La mémoire dans la peau
Là où le film s’effondre littéralement pour trahir sa sidérante vacuité, c’est lorsque l’Indien, devenu un trentenaire séduisant parfaitement intégré dans son Australie d’adoption, se met subitement à penser à son frère biologique autrefois adoré. La vision d’un simple plat traditionnellement préparé dans les rues d’Inde charrie d’un coup tout un flot de souvenirs et provoque une crise existentielle qui amènera le jeune déraciné à se questionner sur son identité.
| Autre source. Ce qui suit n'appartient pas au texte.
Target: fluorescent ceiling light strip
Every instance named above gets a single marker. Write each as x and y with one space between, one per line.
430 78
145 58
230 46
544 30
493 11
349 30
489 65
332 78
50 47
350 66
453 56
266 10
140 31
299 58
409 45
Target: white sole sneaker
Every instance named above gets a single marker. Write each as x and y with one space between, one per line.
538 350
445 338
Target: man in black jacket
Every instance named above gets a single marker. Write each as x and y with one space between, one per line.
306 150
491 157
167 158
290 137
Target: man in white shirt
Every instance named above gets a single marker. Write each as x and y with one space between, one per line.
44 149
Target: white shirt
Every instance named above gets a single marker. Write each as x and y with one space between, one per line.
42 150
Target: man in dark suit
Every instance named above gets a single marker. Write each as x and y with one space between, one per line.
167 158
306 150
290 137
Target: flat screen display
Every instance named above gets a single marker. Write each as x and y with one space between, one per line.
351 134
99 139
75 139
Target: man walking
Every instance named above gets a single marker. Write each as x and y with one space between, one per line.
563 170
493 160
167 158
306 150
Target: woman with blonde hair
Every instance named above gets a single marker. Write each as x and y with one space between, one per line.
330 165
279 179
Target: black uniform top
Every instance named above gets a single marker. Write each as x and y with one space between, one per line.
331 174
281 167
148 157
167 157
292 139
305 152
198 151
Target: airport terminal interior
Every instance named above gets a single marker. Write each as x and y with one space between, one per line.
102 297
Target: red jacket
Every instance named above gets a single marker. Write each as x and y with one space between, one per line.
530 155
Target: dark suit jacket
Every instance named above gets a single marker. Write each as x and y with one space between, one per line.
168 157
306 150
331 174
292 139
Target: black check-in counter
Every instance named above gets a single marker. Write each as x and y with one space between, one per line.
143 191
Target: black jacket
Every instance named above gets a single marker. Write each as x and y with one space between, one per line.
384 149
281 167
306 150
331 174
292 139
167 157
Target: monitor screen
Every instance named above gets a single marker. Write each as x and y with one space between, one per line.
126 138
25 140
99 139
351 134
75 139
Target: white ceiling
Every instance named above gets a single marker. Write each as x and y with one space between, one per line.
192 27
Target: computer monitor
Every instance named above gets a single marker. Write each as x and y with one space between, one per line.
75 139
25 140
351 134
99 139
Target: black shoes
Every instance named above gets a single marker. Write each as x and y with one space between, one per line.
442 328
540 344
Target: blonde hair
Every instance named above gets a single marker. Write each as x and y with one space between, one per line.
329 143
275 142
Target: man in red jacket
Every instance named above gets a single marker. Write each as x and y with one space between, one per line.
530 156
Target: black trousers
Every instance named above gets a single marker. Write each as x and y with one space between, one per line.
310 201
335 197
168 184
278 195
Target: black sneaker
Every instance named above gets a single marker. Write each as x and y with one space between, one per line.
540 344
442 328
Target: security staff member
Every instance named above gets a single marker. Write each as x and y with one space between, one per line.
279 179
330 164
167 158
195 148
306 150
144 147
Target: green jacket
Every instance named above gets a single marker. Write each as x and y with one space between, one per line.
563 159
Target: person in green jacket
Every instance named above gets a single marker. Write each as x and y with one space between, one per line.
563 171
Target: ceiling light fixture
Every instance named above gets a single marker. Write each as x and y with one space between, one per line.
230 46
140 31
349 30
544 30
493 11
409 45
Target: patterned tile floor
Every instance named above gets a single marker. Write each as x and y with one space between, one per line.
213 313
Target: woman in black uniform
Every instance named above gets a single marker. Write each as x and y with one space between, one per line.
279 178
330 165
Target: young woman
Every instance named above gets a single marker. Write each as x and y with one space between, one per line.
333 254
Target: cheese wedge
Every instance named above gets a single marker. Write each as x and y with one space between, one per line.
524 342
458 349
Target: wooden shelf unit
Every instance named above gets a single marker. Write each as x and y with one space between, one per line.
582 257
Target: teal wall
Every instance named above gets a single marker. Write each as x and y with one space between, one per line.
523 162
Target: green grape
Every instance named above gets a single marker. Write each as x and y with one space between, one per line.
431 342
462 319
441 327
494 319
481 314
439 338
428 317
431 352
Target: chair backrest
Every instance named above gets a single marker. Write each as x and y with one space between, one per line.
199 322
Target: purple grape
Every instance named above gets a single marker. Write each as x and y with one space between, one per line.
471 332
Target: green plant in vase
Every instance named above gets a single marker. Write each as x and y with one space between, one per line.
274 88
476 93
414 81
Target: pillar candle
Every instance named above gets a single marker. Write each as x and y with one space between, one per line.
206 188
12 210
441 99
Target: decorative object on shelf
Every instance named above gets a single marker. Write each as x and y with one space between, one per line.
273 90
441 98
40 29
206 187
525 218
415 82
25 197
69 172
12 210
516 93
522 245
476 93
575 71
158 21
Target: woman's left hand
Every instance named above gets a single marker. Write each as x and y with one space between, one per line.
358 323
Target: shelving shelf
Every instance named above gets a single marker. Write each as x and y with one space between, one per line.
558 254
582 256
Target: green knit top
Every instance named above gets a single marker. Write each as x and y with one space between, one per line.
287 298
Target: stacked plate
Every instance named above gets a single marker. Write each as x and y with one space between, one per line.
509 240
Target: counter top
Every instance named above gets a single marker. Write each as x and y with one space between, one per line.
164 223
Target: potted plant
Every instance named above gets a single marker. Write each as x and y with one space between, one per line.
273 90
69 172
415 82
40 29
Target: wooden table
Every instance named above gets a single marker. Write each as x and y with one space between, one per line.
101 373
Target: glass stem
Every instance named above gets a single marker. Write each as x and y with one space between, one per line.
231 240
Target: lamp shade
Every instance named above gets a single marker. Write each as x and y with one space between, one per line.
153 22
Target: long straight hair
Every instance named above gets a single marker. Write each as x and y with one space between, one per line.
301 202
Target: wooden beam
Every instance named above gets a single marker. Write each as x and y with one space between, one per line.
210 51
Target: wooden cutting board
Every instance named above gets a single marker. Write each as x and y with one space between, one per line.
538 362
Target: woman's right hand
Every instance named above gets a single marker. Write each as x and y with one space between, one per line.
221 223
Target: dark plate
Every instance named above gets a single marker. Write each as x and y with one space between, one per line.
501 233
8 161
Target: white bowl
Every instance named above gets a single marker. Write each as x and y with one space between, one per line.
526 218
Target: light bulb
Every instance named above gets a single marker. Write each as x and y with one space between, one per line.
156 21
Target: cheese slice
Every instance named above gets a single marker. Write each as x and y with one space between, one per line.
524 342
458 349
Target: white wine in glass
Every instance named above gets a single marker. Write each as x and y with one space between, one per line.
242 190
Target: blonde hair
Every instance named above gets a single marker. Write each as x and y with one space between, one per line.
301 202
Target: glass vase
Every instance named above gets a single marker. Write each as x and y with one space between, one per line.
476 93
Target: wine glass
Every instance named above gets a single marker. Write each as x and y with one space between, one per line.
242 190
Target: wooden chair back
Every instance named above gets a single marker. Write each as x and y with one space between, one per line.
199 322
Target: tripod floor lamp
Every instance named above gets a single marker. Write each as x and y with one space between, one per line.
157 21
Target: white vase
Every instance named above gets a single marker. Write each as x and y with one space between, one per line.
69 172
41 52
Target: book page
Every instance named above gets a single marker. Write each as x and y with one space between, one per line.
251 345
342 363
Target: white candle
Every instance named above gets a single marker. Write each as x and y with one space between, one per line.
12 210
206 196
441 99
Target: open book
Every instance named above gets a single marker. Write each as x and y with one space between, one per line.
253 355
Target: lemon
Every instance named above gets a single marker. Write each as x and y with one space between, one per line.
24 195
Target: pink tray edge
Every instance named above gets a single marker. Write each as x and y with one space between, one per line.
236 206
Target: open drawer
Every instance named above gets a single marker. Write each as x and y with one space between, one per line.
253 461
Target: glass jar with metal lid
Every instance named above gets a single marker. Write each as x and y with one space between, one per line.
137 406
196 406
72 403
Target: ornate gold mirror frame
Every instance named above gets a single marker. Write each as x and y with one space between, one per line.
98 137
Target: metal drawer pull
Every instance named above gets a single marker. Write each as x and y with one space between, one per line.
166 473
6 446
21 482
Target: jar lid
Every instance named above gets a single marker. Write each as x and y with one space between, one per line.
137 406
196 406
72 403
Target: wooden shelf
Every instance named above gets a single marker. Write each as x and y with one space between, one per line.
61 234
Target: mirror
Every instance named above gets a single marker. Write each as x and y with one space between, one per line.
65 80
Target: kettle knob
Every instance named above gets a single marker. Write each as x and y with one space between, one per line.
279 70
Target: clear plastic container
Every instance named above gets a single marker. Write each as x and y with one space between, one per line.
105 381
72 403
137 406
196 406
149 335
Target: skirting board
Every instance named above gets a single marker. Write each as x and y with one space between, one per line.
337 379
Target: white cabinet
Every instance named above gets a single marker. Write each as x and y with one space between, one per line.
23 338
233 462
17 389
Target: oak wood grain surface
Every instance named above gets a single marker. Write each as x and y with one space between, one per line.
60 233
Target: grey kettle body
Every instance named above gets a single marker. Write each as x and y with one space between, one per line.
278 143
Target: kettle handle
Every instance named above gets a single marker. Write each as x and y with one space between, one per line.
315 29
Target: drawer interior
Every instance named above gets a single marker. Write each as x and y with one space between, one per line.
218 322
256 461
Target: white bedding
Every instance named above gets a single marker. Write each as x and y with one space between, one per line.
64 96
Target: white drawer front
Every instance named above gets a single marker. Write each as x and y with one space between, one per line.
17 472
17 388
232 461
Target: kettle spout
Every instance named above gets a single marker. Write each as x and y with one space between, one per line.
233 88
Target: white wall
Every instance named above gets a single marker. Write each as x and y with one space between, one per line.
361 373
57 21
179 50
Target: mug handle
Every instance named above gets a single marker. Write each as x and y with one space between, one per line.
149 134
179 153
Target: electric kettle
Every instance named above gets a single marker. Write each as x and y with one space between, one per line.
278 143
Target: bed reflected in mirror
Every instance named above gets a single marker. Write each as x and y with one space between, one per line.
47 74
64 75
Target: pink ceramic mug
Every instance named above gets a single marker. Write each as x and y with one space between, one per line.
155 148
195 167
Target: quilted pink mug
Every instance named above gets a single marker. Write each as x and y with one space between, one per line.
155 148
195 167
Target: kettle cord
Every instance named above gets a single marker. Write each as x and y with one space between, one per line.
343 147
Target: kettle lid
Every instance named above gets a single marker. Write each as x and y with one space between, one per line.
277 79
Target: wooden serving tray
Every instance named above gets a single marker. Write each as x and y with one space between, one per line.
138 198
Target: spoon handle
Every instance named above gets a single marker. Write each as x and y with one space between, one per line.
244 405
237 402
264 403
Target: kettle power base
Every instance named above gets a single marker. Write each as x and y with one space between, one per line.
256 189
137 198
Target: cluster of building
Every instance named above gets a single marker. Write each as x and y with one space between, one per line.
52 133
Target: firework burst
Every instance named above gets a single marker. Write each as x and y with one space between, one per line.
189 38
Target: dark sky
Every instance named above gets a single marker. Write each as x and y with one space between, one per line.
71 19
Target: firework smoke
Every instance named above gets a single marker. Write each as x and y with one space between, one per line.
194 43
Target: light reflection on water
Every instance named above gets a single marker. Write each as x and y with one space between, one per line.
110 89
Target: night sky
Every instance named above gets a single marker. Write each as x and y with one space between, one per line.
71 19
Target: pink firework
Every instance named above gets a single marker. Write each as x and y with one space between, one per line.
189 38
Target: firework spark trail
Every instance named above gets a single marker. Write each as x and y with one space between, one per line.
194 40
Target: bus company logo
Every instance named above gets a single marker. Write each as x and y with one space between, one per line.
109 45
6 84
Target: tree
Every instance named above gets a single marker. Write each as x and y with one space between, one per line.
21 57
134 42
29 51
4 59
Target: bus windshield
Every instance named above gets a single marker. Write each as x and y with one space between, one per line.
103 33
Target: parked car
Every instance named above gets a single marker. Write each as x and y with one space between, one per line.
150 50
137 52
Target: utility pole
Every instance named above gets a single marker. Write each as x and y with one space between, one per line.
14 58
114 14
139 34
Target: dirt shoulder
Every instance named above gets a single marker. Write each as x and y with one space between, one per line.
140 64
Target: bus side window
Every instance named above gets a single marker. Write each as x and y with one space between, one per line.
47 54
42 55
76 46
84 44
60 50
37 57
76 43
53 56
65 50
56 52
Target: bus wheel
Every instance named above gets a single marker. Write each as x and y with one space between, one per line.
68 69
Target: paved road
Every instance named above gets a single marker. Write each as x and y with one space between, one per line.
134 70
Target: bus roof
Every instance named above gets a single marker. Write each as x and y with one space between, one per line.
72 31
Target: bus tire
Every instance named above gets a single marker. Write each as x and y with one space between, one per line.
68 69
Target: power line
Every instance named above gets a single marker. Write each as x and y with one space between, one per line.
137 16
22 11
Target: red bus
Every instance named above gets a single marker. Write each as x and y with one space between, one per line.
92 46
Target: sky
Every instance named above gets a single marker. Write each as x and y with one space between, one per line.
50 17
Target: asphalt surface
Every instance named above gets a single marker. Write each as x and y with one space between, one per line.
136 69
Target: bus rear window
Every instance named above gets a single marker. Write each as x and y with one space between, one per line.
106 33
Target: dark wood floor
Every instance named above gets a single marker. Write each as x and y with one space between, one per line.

Au-delà des nombreuses scènes qui relèvent maladroitement du passage obligé (les certitudes qui vacillent, la crise de communication avec la petite amie idéale, les disputes avec la famille adoptive), c’est dans son approche de la mémoire enfouie que le film échoue lamentablement à susciter le trouble pour nous faire partager le caractère sinueux de ce voyage intérieur. Pourtant, exploiter les possibilités d’exploration démesurées qu’offre Google Earth était loin d’être inintéressant : au lieu de mener son enquête directement sur place, c’est depuis son ordinateur que le jeune homme va tenter de retrouver le chemin de son passé, tentant de rapprocher les photographies terrestres de ses propres souvenirs. Il y a bien évidemment quelque chose d’excitant à suivre ce cheminement mais le problème est que le film s’en tient à n’identifier qu’une seule ligne de mémoire (celle du chemin de fer que le petit garçon a autrefois emprunté par erreur et qui l’a irrémédiablement tenu éloigné des siens), ignorant que celle-ci fonctionne par strates soumises à la subjectivité de son sujet : seulement ici, les lieux recherchés ne cessent de gagner en précision à chaque fois que la mémoire les convoque, cette démarche introspective ne donnant rien d’autre à voir qu’une clarification croissante des enjeux (on se met à rêver ce qu’un Lynch aurait pu faire d’un tel matériau !). Il est d’ailleurs intéressant de constater à quel point le film s’effondre tel un soufflé une fois le travail d’enquête mené à son terme : la scène de retrouvailles se déroulera en deux temps, ménageant un suspense artificiel (le frère autrefois tant aimé y participera-t-il ?) pour qu’ensuite, le jeune homme accède à une sérénité trop évidente. Le problème fondamental de Lion est d’avoir posé un enjeu de manière tellement simpliste qu’une fois la réponse à la question donnée, le film se désintègre de lui-même.